Zeitumstellung – warum sie für viele eine Woche dauert

Wie man gut in die Winterzeit kommt: Viele Ältere, Kinder oder Menschen mit Schlafstörungen tun sich schwer mit dem Mini-Jetlag.

Der Übergang vom Herbst in den Winter bereitet vielen Menschen Probleme. (Foto: Shutterstock)

Der Übergang vom Herbst in den Winter bereitet vielen Menschen Probleme. (Foto: Shutterstock)

Manch einer wird sich über die Umstellung auf die Winterzeit am 25. Oktober gefreut haben – schließlich bekamen wir eine Stunde Schlaf geschenkt. Eigentlich gleicht die Zeitumstellung jedoch einem Mini-Jetlag, sagt Hans-Günter Weeß, Vorstandsvorsitzender der Deutschen Gesellschaft für Schlafforschung und Schlafmedizin und Leiter des Schlafzentrums des Pfalzklinikums in Klingenmünster. In der Regel haben die meisten Menschen sich nach ein bis zwei Tagen daran gewöhnt. Aber: „Gerade Ältere, Kinder oder Menschen mit Schlafstörungen tun sich mit der Umstellung schwerer.“ Bei ihnen kann die Umstellung bis zu einer Woche dauern. Mit ein paar Tipps geht es ein bisschen besser.

Wer nach der Zeitumstellung morgens „zu früh“ aufwacht, sollte „auf keinen Fall einschlafen wollen“, mahnt Weeß. Denn wer sich Druck macht, verhindert mit ziemlicher Sicherheit das Einschlafen. Ein kleiner Trost: „Nach ein paar Tagen hat man sich dran gewöhnt.“ Wer allerdings morgens aufsteht, wenn er zu früh aufwacht, wirkt dieser Gewöhnung entgegen. Besser bleibt man entspannt liegen und versucht die Zeit zu genießen.

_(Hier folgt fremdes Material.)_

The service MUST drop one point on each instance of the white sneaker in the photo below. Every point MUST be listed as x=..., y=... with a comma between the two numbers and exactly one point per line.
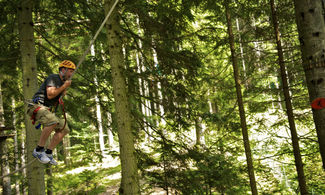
x=52, y=161
x=41, y=156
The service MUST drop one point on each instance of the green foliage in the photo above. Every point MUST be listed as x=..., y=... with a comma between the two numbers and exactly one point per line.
x=190, y=82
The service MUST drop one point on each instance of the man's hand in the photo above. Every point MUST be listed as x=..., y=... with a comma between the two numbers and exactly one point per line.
x=67, y=84
x=52, y=92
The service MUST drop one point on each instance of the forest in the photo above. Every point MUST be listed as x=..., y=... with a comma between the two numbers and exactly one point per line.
x=169, y=97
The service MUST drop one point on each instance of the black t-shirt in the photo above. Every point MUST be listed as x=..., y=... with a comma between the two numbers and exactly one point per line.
x=40, y=96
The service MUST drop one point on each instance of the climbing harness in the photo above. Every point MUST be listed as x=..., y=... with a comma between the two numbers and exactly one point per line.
x=65, y=117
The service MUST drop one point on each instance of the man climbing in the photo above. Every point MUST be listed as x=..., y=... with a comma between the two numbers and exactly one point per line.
x=47, y=97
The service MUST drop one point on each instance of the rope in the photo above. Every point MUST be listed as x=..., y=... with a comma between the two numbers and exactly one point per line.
x=79, y=63
x=94, y=38
x=21, y=168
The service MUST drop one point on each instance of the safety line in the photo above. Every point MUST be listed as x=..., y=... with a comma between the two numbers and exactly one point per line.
x=21, y=168
x=93, y=40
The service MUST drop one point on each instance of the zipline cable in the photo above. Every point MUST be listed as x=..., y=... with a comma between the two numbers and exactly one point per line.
x=94, y=38
x=21, y=168
x=79, y=63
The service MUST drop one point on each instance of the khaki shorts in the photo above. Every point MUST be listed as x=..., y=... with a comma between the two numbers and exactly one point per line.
x=47, y=118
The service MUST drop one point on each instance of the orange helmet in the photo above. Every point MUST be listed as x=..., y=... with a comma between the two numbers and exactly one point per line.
x=67, y=64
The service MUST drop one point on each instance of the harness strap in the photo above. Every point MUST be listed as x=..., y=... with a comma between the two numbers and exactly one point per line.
x=65, y=117
x=34, y=115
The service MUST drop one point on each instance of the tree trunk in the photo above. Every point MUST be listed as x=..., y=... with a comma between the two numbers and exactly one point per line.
x=129, y=181
x=198, y=130
x=14, y=121
x=6, y=183
x=311, y=28
x=35, y=172
x=110, y=139
x=240, y=103
x=98, y=113
x=294, y=136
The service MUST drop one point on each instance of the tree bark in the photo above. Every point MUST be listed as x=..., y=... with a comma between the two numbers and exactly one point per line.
x=6, y=183
x=98, y=113
x=129, y=181
x=240, y=103
x=311, y=28
x=14, y=121
x=289, y=109
x=35, y=172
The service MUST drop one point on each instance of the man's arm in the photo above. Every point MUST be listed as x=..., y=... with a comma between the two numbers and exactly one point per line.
x=52, y=92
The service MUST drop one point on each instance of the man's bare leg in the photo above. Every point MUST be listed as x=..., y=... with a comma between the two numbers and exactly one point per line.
x=56, y=139
x=46, y=132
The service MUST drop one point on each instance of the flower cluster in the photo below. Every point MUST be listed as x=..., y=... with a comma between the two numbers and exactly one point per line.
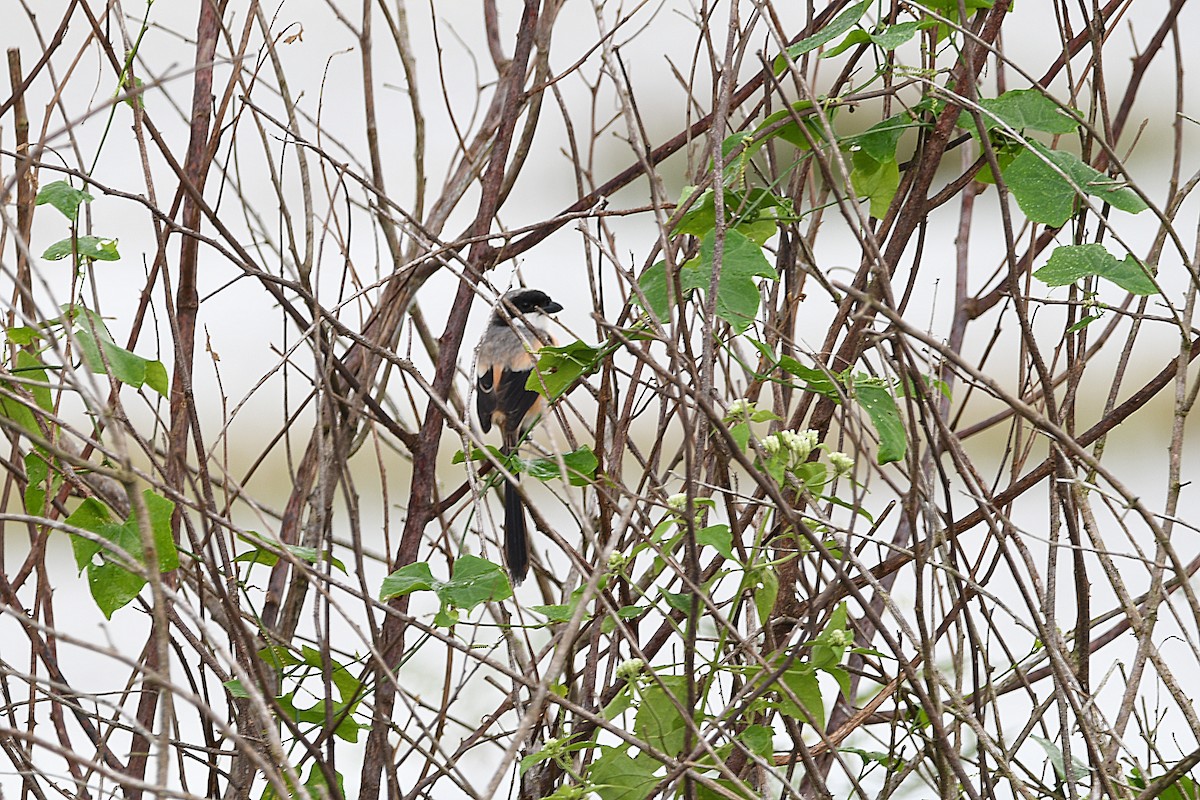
x=841, y=463
x=739, y=409
x=798, y=445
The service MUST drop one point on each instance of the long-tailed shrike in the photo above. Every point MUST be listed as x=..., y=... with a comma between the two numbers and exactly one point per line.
x=507, y=356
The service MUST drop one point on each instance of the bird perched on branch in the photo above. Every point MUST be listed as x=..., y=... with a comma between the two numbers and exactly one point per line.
x=507, y=356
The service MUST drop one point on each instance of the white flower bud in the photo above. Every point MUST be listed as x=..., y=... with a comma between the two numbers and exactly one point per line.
x=630, y=669
x=841, y=463
x=739, y=408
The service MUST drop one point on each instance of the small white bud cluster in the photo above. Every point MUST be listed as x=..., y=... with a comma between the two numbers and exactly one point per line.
x=738, y=409
x=797, y=444
x=629, y=671
x=841, y=463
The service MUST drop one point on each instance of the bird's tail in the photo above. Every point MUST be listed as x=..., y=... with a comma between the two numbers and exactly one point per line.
x=516, y=542
x=516, y=539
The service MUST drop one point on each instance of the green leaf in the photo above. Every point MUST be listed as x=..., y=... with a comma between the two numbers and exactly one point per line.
x=1025, y=109
x=719, y=537
x=136, y=100
x=829, y=647
x=802, y=680
x=853, y=38
x=480, y=453
x=91, y=516
x=312, y=555
x=156, y=378
x=1049, y=198
x=348, y=686
x=875, y=180
x=654, y=288
x=619, y=704
x=1073, y=263
x=893, y=36
x=737, y=294
x=881, y=139
x=37, y=475
x=741, y=433
x=659, y=721
x=759, y=739
x=31, y=368
x=559, y=367
x=407, y=579
x=615, y=775
x=447, y=617
x=876, y=400
x=581, y=467
x=97, y=248
x=768, y=590
x=22, y=335
x=113, y=587
x=112, y=584
x=875, y=756
x=474, y=581
x=814, y=474
x=681, y=601
x=65, y=198
x=843, y=23
x=889, y=38
x=127, y=367
x=815, y=379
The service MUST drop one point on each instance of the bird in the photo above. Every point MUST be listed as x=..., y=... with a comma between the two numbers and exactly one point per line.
x=515, y=332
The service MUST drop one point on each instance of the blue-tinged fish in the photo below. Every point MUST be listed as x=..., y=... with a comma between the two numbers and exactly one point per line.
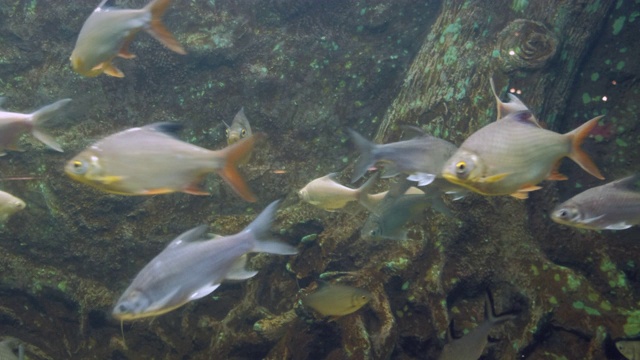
x=108, y=32
x=630, y=349
x=192, y=267
x=471, y=345
x=12, y=125
x=9, y=205
x=239, y=128
x=149, y=160
x=336, y=300
x=421, y=157
x=613, y=206
x=512, y=155
x=326, y=193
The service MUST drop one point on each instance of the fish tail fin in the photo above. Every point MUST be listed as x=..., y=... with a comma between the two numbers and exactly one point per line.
x=578, y=155
x=366, y=160
x=363, y=193
x=157, y=29
x=42, y=115
x=233, y=155
x=261, y=233
x=490, y=312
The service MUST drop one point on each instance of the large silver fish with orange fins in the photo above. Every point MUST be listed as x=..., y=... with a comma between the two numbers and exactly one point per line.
x=107, y=33
x=512, y=155
x=149, y=160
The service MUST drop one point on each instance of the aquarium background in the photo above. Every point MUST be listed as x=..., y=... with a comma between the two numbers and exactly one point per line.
x=305, y=71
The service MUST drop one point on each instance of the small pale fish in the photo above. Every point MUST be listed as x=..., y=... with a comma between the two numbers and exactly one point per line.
x=421, y=157
x=513, y=155
x=630, y=349
x=12, y=125
x=326, y=193
x=149, y=160
x=613, y=206
x=9, y=205
x=336, y=300
x=513, y=106
x=471, y=345
x=192, y=267
x=107, y=33
x=239, y=128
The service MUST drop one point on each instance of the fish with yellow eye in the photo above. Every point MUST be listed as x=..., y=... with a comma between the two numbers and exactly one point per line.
x=149, y=160
x=512, y=155
x=107, y=33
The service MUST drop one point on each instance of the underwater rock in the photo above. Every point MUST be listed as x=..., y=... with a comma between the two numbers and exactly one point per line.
x=525, y=45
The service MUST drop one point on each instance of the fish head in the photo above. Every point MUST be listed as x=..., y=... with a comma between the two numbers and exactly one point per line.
x=132, y=305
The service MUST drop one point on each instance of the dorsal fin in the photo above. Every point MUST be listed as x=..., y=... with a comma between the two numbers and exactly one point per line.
x=169, y=128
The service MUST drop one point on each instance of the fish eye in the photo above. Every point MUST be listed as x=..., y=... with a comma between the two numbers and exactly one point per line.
x=79, y=167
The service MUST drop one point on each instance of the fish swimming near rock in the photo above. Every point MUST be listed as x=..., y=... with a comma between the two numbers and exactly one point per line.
x=512, y=155
x=12, y=125
x=192, y=267
x=9, y=205
x=239, y=128
x=336, y=300
x=471, y=345
x=613, y=206
x=149, y=160
x=630, y=349
x=421, y=157
x=107, y=33
x=326, y=193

Lichtmangel stoppt Glückshormon Serotonin

Neben der Schlafproblematik steht manch einer im Winter auch vor einem weiteren Problem: Lichtmangel. Er wird dadurch begünstigt, dass es abends früher dunkel wird, erklärt Weeß. „Lichtmangel fördert die Produktion des sogenannten Schlafhormons Melatonin und dämmt die Bildung des Glückshormons Serotonin ein.“ Das beeinflusst nicht nur den Tagesrhythmus, sondern kann auch auf die Stimmung schlagen: Mögliche Folgen sind ein Winterblues oder eine Winterdepression, erklärt Weeß. „Mit viel Licht, viel Bewegung im Freien kann man gegensteuern.“

Er selbst habe außerdem eine Schreibtischlampe, deren Lichtspektrum dem Sonnenlicht nachempfunden ist. Solche Lampen werden eigentlich in der Lichttherapie eingesetzt. Man kann sie aber auch für zu Hause kaufen. „Man sollte darauf achten, dass die Lampe 10.000 Lux hat. Dann reicht es, eine halbe Stunde davor zu sitzen. Ein Spaziergang im Freien ist aber mindestens genauso ergiebig.“

(dpa/tmn)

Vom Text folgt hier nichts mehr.